И вот пробежало почти полвека. Бывшая девочка всё чаще вспоминала то лето удивительно отчетливо — с запахом малины, шорохом льна, вкусом мятного пряника. Казалось, с каждым разом картинка становится ярче, можно было уже разглядеть все мелкие подробности, которые давно стёрлись — Матрёшин платок оказался вдруг зелёным, а стопки для самогонки — синими. Отцовский хутор обрёл утерянное имя — Комариха, речка звалась Осугой, в воде просвечивали деревянные столбики, остатки сгнивших мостков. Лишь лесную старуху разглядеть ближе никак не удавалось, хотя её тень промелькнула однажды, слившись с фигурой матери в чёрном платке, заледеневшей над гробом сына — брату, если отсчитывать с того лета, оставалось лишь шесть лет жизни. Отец так и не написал письма Матрёше, а может и написал, но никому не сказал, как никогда не говорил о том, что посылал деньги двоюродным ленинградским сестричкам. Или просто не хотел напоминать матери о своей кормилице, окончательно одинокой на фоне расплывчатых фотографий, хотя вряд ли мать могла забыть о ней, утешаясь таким же нерезким любительским снимком сына, присланным из армии и теперь уже последним.

Родители ушли один за другим, неумолимо и закономерно, как песок в песочных часах, и девочка вдруг почувствовала себя на краю. И хотя дачный домик хранил выщипанные пёрышки и острые осколки прошлых жизней: скрепленные резинкой отцовские очки в комплекте с вырезанными из журналов кроссвордами, материнскую корзинку со штопальными иглами и аккуратными клубками и даже ветхую записку, оставленную братом, когда он в пылу юношеского максимализма пытался сбежать из дома — все это, тихо шурша, отъезжало, сползало за край, и не милосерднее ли было старый хлам выбросить, положив конец растянутому и болезненному прощанию?
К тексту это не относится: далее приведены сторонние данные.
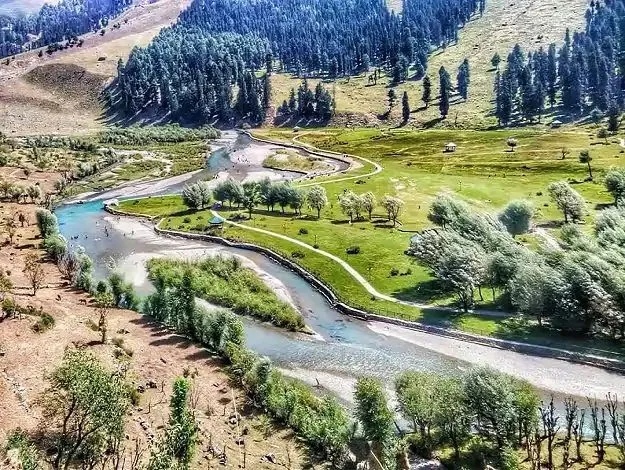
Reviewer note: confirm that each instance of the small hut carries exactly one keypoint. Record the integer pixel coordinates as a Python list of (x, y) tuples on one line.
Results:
[(217, 222), (450, 147)]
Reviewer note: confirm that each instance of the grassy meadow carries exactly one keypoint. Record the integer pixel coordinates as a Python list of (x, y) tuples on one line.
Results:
[(483, 171)]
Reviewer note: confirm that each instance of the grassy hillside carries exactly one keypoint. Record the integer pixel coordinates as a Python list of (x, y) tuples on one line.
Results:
[(35, 108), (527, 22), (17, 7)]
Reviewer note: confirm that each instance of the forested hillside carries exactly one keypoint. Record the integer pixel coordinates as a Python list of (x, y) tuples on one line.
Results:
[(54, 23), (216, 45), (584, 76)]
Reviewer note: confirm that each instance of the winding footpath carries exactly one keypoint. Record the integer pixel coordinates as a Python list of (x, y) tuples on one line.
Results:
[(344, 264)]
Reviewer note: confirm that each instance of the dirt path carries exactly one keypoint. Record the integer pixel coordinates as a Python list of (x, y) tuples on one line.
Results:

Теперь она была старше своей счастливой матери, колдующей над закопчённым котелком ухи на Селигере, старше тёти Матрёши Хрусталёвой, разливавшей самогон в стопки синего стекла, и хотя еще не приблизилась к возрасту чёрной лесной старухи — других вариантов не оставалось.
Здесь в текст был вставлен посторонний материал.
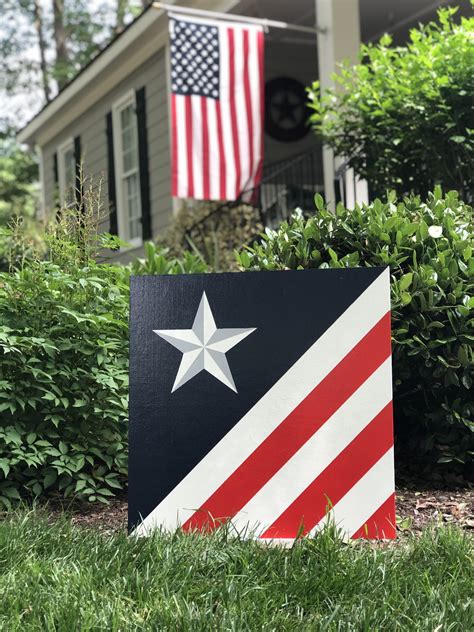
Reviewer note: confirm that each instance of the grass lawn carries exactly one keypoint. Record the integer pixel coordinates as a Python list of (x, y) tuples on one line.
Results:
[(63, 577)]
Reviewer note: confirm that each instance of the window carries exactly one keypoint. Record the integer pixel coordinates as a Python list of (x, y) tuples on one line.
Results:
[(66, 172), (127, 172)]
На встрече однокурсников традиционно рассматривали давно знакомые фотографии с той самой южной практики, вглядывались в лица ушедших (практически половина курса), и когда стали считать, кого утратили за последний год, она услышала имя Авроры, и не почувствовала сожаления, а просто ещё одна фотография стала расплываться, затягиваться молочным туманом.


Теряющее резкость. Распадающееся в пыль. Спокойно принимающее свою дискретность. Кровь, каплющая с ножа в холодную воду. Песчинки, пёрышки, крошки, уносимые рекой — не в никуда, но в океан. Они же все там, правда? И ждут нас.